菊地仓介一开始只以为两人的目的地相同,所以他特地绕了很多路,去往村民们平常不会去的陡峭路段,但那个脚步声没有消失,仍旧紧紧的跟在后面,菊地仓介就知道,对方的目标是自己。
看到前面林立的树木和石头,菊地仓介突然较快了脚步声,身后的那人疏忽没有想到菊地仓介会突然在山上小步快跑,连忙跟上,追了一小段后,前面的树丛里空无一人,男人茫然的左右看,心里微微有些急躁。
“在找我吗?”菊地仓介从树上跳了下来,轻巧的落在男人身后说道。
男人被吓了一跳,往前蹦了一步,回头看到菊地仓介后脸色青白,讷讷道:“没、我就是上山找点吃的。”
菊地仓介皱眉:“哦,是吗,那我往那边走,你别跟着我。”
男人立即道:“等等,菊地小子,两个人一起走吧,这样找野果更方便点。”
“不了,我不想把发现的东西分给别人一半。”
“不用你分,都是你的。”男人说。
菊地仓介脚步一顿,转头惊愕的看着男人:“山本大叔,你今天还真是大方啊。”
叫做山本的男人笑哈哈的摸着额头:“你是孩子嘛。”
“前天你嚷嚷着我截走了你的水流时,可没这么大方。”
山本大叔脸色一僵:“那……那是因为我家断水了,就着急了点。”
“今日不缺吃的?”
“不缺,不缺。”
“不缺你上山来做什么?”菊地仓介反问道。不缺吃的,又不要吃的,白跑山上来做什么?运动减肥?
这偏僻小村子里靠农活为生,就没有胖人。
山本大叔讷讷的说不出话来,他本就不是什么嘴皮子好的人,原本想着是跟踪菊地仓介一路,等他要下山的时候将人拐进空屋里,就拿菊地的姐姐做借口。别看菊地仓介总是板着一张小脸,平时很嫌弃姐姐总是祭拜什么土地神,但姐弟相依为命那么多年,仓介可以说是被姐姐一手带大的,关系也是真的好。

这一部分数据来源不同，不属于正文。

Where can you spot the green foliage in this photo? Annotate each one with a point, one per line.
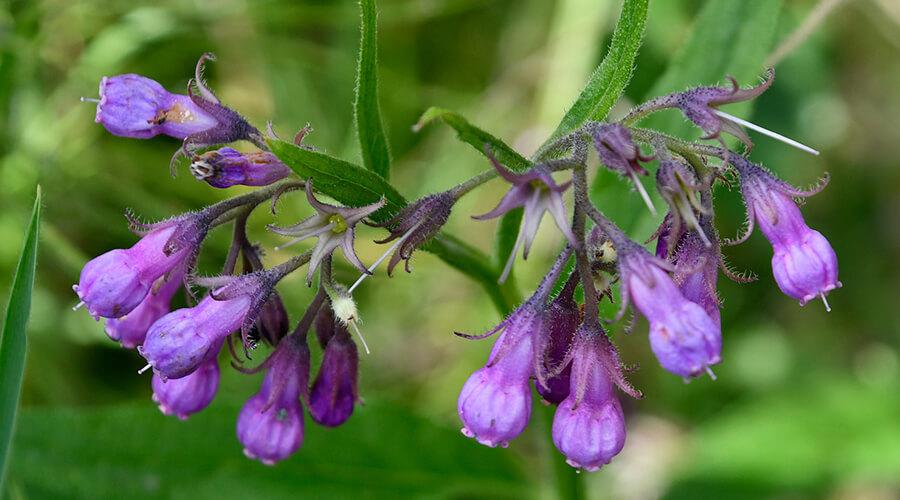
(12, 341)
(133, 451)
(475, 137)
(612, 76)
(369, 127)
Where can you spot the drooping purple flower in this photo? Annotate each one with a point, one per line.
(417, 223)
(179, 341)
(334, 392)
(563, 316)
(228, 167)
(495, 402)
(684, 338)
(333, 226)
(115, 283)
(135, 106)
(589, 426)
(537, 192)
(131, 329)
(804, 264)
(618, 152)
(191, 394)
(270, 425)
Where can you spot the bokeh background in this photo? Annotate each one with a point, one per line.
(806, 405)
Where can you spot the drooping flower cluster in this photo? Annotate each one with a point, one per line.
(550, 341)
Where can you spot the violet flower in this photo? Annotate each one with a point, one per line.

结果猝不及防被抓,山本脑子都是蒙的,根本就不知道找什么借口好,就被菊地仓介用话堵在了这里,不知道怎么解释。
菊地仓介看着山本脸上开始冒汗,心中逐渐有了不好的预感,他转身往山下走。不知道为什么,就是想回去看看,是不是家里出了事。
“你去哪?”山本见他要下山,追上去问道。
“回家。”
“回、回家做什么?”山本想到村子的布置,慌忙道,“不是要找吃的吗?”
“看一眼后再找。”
“不行,不能回去!”山本挡在菊地仓介的面前说道。
菊地仓介绕过他,山本一着急,干瘦的手就死死的抓住了菊地仓介的胳膊,“不能回去,你去山上找野果,我也帮你一起找,找到的都是你的。”
“放开。”
“不、不行。”
“为什么?”菊地仓介怒吼道,猛然间想到了什么,紧紧的盯着山本,“我姐姐怎么了?”
山本嘴角一颤:“没、没什么。”
“果然是因为我姐姐?”菊地仓介眼珠子发红,“想要水我可以给你们,不许动我姐姐,她从来没做过什么恶事,也与你们没仇。”
“和那没关系。”山本说。
菊地仓介:“那和什么有关系?”
山本嘴唇不住的哆嗦,一咬牙道:“她本来就该被祭祀的,现在不过是回归正点。祭祀结束后,一切都会好起来,不用上山……”
“你说什么!!!”菊地仓介拼命的挣扎,“天灾和祭祀有什么关系!你们这是在杀人,这世上根本就不存在神明,就算存在,也只有你们这群恶鬼。”他一张嘴,狠狠的咬在了山本的手腕上。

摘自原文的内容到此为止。